Pero cuando estaba mi maestro por continuar el canto, un rumor se elevó de los asientos traseros, cercanos a la puerta y un grito desgarrado se abrió paso entre la multitud. La gente se volvió asustada. Demódoco me miró, desconcertado. Finalmente un hombre se hizo hueco junto al fuego y con desolado semblante pronunció la terrible nueva ¡Los centauros han arrasado Dryade…! Y las mujeres cubrieron, en silencio, sus lindos y lustrosos cabellos con su toquilla, en señal de duelo por los vecinos caídos.

sábado, 17 de marzo de 2007

Capítulo Octavo


Así pues, tras vencer en su contienda contra titanes y gigantes, Zeus afianzó su soberanía por el poder y la fuerza. Únicamente él podía hacer uso del rayo, con lo que cualquier futura rebelión quedaba sofocada con la amenazante presencia del fulgor divino. A partir de ese instante, comenzó para él la ardua tarea de disponer un nuevo orden para el mundo. Primero, promulgó nuevas leyes; también estableció el juramento de las Aguas de la Estige, el más terrible entre los dioses; finalmente, entre otras cosas, instituyó su propio oráculo en la voz tremolantes de las hojas del sagrado roble de Dodona.

Sin embargo, de una única cosa estaba privado, no tenía descendencia; pues no se lo aconsejaba su madre, la venerable Rea, ya que el hijo que engendrase le vendría, con el transcurrir de los tiempos, a sustituir en el ejercicio de la soberanía. El crónida se encontraba ante una paradoja, de un lado quería estabilidad, permanencia y poder; no quería tener que ceder la monarquía a un hijo más joven, pero, del otro lado, sin un matrimonio que le diese descendencia su obra quedaría irremisiblemente incompleta y, por lo tanto, perdida. La desesperación le embargaba y, a cada arrebato, amenazaba por doquier con tomar, por la fuerza, lo que su madre le tenía vetado, por prudencia. Despechado en extremo, se dio aun sin fin de lances y devaneos amorosos. Primero engendró a las Estaciones y las Moiras con la diosa Themis, señora de los consejos y asambleas; Eurinome, divinidad de las grandes empresas, le dio a las Gracias; las tres Musas le nacieron de Mnemosyne, la diosa señora que conoce lo que fue, es y será, valedora de la venerable raza de los aedos; y con la ninfa Styx, señora de las aguas estigias, a Hécate, quien tomara con violencia Hades, señor del mundo subterráneo.

No tenía tregua el hijo de Cronos, sobre todas las cosas señoreaba Zeus y no quedaba rincón al que no llegase su poder y sus decretos, salvo sobre su corazón, su casa y su desolado lecho.
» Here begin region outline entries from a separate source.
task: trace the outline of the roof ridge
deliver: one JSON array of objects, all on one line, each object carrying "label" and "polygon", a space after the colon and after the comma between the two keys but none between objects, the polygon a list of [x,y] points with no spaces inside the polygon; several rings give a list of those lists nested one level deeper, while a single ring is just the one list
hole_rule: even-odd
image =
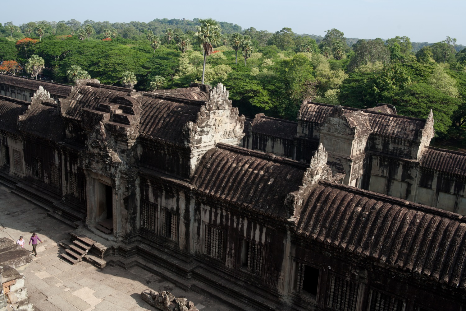
[{"label": "roof ridge", "polygon": [[456,150],[450,150],[450,149],[444,149],[441,148],[437,148],[437,147],[433,147],[432,146],[426,146],[425,148],[429,149],[432,149],[432,150],[436,150],[437,151],[441,151],[444,152],[448,152],[449,153],[453,153],[454,154],[458,154],[458,155],[465,156],[466,156],[466,152],[463,152],[462,151],[457,151]]},{"label": "roof ridge", "polygon": [[17,104],[21,104],[22,105],[30,105],[31,103],[25,100],[21,100],[21,99],[18,99],[17,98],[14,98],[12,97],[9,97],[9,96],[5,96],[5,95],[0,95],[0,100],[4,100],[6,102],[11,102],[12,103],[16,103]]},{"label": "roof ridge", "polygon": [[[298,124],[298,122],[295,121],[290,121],[289,120],[286,120],[285,119],[281,119],[278,117],[267,117],[267,116],[260,116],[260,117],[263,117],[264,119],[270,119],[271,120],[278,120],[279,121],[288,122],[288,123],[293,123],[293,124]],[[253,119],[253,120],[254,120],[254,119]]]},{"label": "roof ridge", "polygon": [[[314,102],[308,102],[306,104],[312,104],[318,105],[319,106],[325,106],[325,107],[335,107],[335,106],[336,106],[336,105],[331,105],[330,104],[322,104],[322,103],[315,103]],[[367,109],[360,109],[359,108],[353,108],[352,107],[346,107],[346,106],[342,106],[342,108],[343,108],[343,109],[344,109],[345,110],[350,110],[350,111],[353,111],[358,110],[358,111],[364,111],[364,112],[366,112],[366,113],[369,113],[369,114],[372,113],[372,114],[378,114],[378,115],[383,115],[383,116],[388,116],[389,117],[399,117],[399,118],[404,118],[404,119],[408,119],[409,120],[418,120],[418,121],[423,121],[424,122],[425,122],[425,121],[427,120],[427,119],[423,119],[423,118],[422,118],[414,117],[408,117],[407,116],[403,116],[403,115],[395,114],[394,114],[394,113],[385,113],[385,112],[381,112],[380,111],[372,111],[372,110],[367,110]]]},{"label": "roof ridge", "polygon": [[421,211],[425,213],[428,213],[431,214],[438,215],[442,217],[447,217],[451,219],[456,220],[458,221],[466,222],[466,217],[464,217],[456,213],[449,212],[443,209],[436,208],[428,205],[421,204],[415,202],[412,202],[407,200],[404,200],[395,197],[382,194],[377,192],[373,192],[369,190],[366,190],[360,188],[356,188],[350,186],[343,185],[342,184],[336,184],[335,183],[326,181],[323,180],[320,180],[319,183],[322,186],[326,186],[333,188],[344,190],[353,193],[359,193],[363,194],[364,196],[371,197],[378,200],[388,201],[391,203],[395,203],[400,207],[409,207],[414,209]]},{"label": "roof ridge", "polygon": [[37,79],[33,79],[33,78],[28,78],[26,76],[13,76],[13,75],[9,75],[8,74],[2,73],[0,75],[3,75],[3,76],[12,76],[14,78],[18,78],[19,79],[25,79],[27,80],[30,80],[33,81],[37,81],[37,82],[43,82],[44,83],[48,83],[51,84],[57,84],[57,85],[63,85],[63,86],[73,86],[73,85],[70,85],[69,84],[65,84],[62,83],[58,83],[57,82],[52,82],[51,81],[47,81],[45,80],[37,80]]},{"label": "roof ridge", "polygon": [[263,159],[267,161],[271,161],[278,163],[286,164],[290,166],[295,166],[303,170],[305,170],[309,167],[309,164],[302,162],[299,162],[295,160],[287,159],[276,156],[271,153],[263,152],[260,151],[256,150],[251,150],[246,149],[242,147],[235,146],[233,145],[228,145],[224,143],[217,143],[216,147],[218,148],[233,151],[234,152],[241,153],[246,155],[251,155],[256,158]]}]

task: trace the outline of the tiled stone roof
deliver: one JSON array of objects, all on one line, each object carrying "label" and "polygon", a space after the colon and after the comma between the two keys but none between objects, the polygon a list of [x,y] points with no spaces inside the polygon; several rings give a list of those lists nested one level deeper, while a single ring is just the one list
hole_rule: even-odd
[{"label": "tiled stone roof", "polygon": [[297,233],[395,269],[466,290],[466,222],[460,215],[321,181]]}]

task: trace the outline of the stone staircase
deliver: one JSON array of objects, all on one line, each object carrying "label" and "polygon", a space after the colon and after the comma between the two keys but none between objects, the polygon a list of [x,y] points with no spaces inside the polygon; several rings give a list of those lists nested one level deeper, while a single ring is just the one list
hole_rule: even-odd
[{"label": "stone staircase", "polygon": [[96,241],[89,239],[85,235],[76,237],[77,239],[70,244],[69,249],[65,249],[65,253],[60,256],[73,264],[79,263],[82,260],[82,257],[87,255],[95,243]]}]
Un día que andaba vagando su penetrante mirada por las tierra cretenses, diviso a la venerable Hera, de grandes ojo, su hermana melliza, nacida de Rea en la isla de Samos, a quien acunaron las Horai, regidoras de las estaciones, tras ser recibida por la divina Eurinome, que, dirigiéndose a las simas del mar, la entregó al longevo Océano y la divina Tetis, de los que nacieran todos los dioses.

De inmediato se dirigió a Cnossos, pues le había subyugado el encanto y la prestancia de la diosa, en todo tan semejante a él, con la intención de tomar posesión de tan excelsa divinidad. Nadie como ella de ese porte, y qué decir de su respeto por las tradiciones, y de su belleza, que en nada ensombrecía la señora de Citera. Así que se fue hacia ella con su mejor porte, inflamado por el deseo, rodeándola con sus brazos y ciñéndose a su cuerpo. La diosa, son embargo, ni se inmuto; más bien le menudeó con la altiva mirada e hizo mofa de su rijosa precipitación. Esto no hizo más que aumentar el furor y la osadía de Zeus que la acosaba yendo más allá de lo debido, mas en nada modificó su estado la hija de Cronos, de bellos ojos de novilla. No le conmovía la preferencia del soberano, y su rostro se mostraba hierático, su pecho tenía la suave frialdad del pentélico y, como estatua, sus labios se cerraban al beso y su cuerpo a la caricia. Ofuscado y vejado, cayó Zeus de hinojos y, a punto estuvo de abrazarse a las divinas rodillas, suplicante, sin no le retuviese el temor a ver su honor humillado. Así que se marchó ofendido, mientras su hermana, displicente, componía su tocado pensando que, al fin y al cabo, Zeus no era más que un varón al que podía rendir a sus encantos. Y continuó su importunado paseo.

Al día siguiente, de regresó a la Argólide, estaba Hera paseando por el campo entre sauces y alisos, cuando se encontró a un cuclillo que, iniciando sus primeras tentativas de vuelo, había caído a tierra y saltaba de un lado a otro, piando sin consuelo en terreno tan extraño. Se enterneció la diosa de tan desvalido animal y lo recogió amorosamente. Lo acomodó primero entre la madeja de su lustroso pelo, por ver si en ese nido recobrara la confianza; luego que se hubo sosegado entre el suave y fragante cabello, lo puso sobre su pecho, para que su suave y cálido contacto le sirviese de consuelo. La ternura de la diosa se vio gratamente recompensada, pues su pichón dio en seguida muestras de recuperación y afecto, y andaba ya picoteando dulcemente por entre los celestes senos y el fuste de su terso cuello, despertando la divina risa con tan deliciosos cosquilleos.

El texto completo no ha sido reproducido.